La vida nunca es justa, pensó, pero hay cosas que podemos mejorar. No había sido capaz de resolver el asesinato de Karen Sommers, pero al menos podría ayudar a Jean.
—El doctor Connors debía de colaborar con algún abogado para el papeleo de las adopciones —dijo—. Alguien tiene que saber quién era. ¿Vive aún por aquí la mujer o algún familiar del doctor?
—No lo sé —respondió Jean.
—Bueno, pues empezaremos por ahí. ¿Ha traído el cepillo y los faxes?
—No.
—Me gustaría que me los trajera.
—El cepillo es de los que se suelen llevar en un bolso —explicó Jean—. De los que se compran en un supermercado. En los faxes no hay nada que pueda indicar de dónde proceden, pero se los daré, por supuesto.
—Cuando hable con el párroco será de gran ayuda que los lleve conmigo.

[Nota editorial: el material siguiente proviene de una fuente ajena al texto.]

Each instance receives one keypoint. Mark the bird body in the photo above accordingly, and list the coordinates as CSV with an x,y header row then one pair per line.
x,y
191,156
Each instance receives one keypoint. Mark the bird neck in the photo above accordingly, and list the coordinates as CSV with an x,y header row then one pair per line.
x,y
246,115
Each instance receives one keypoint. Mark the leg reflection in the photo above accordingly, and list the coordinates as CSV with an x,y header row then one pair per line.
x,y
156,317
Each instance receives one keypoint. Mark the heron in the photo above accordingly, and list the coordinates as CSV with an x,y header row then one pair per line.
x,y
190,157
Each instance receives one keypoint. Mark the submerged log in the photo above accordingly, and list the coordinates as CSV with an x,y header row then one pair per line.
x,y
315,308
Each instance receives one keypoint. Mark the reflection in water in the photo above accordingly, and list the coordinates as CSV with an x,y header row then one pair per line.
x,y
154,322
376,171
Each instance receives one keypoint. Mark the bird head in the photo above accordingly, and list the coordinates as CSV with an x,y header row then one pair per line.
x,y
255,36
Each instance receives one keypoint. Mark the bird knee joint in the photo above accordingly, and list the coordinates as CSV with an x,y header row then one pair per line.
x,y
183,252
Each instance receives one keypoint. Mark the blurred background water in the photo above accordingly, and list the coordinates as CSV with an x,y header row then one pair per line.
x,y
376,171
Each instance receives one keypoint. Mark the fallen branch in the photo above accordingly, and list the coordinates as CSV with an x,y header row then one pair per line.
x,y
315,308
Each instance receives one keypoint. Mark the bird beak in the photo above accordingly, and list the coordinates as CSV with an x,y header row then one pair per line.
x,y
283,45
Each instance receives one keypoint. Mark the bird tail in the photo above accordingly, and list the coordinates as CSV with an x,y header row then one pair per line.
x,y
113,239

Unos minutos más tarde, Jean y Sam se fueron. Quedaron en que él la seguiría con su coche hasta el hotel. Desde la ventana de su casa, Alice los vio alejarse y luego metió la mano en el bolsillo de su jersey. Aquella mañana había encontrado una baratija junto a la tumba de Karen. Seguro que se le había caído a algún niño. De pequeña a Karen le gustaban los animales disecados, y tenía varios. Alice pensó en el búho, que siempre fue uno de sus favoritos, mientras observaba con una sonrisa melancólica el pequeño búho de peltre de dos centímetros y medio de largo que tenía en la mano.